Beberapa indikator yang bersifat constrains tersebut di atas seyogianya menjadi bahan pertimbangan untuk meninjau ulang apakah dengan kenaikan PPN dari 11 persen menjadi 12 persen bisa menjadi faktor pendukung target pertumbuhan ekonomi 8 persen?

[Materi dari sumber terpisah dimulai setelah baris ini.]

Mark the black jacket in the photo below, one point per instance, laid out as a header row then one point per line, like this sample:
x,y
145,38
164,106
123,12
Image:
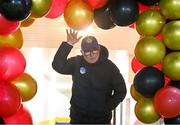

Atau, justru menjadi beban bahkan bumerang tercapainya target ambisius tersebut?
Meski pemerintah berargumen bahwa terdapat sejumlah barang sembako dan jasa dikecualikan dari pengenaan PPN 12 persen agar tidak berdampak pada kenaikan harga barang, jangan dilupakan bahwa nyaris semua transaksi jual beli barang dan jasa saat ini menggunakan jasa layanan uang elektronik, dompet digital, dan quick response code Indonesian standard (QRIS).
Itu semua merupakan objek pajak yang telah diatur Peraturan Menteri Keuangan (PMK) 69/PMK.03/2022 tentang Pajak Penghasilan dan Pajak Pertambahan Nilai atas Penyelenggaraan Teknologi Finansial.
Dengan demikian, bukankah hal tersebut membebani harga barang dan jasa sehingga rakyat lagi yang menanggung kenaikannya, bukan? (*)
*) Sukarijanto adalah pemerhati kebijakan publik dan peneliti di Institute of Global Research for Economics, Entrepreneurship and Leadership dan mahasiswa program doktor di Program S-3 PSDM Universitas Airlangga.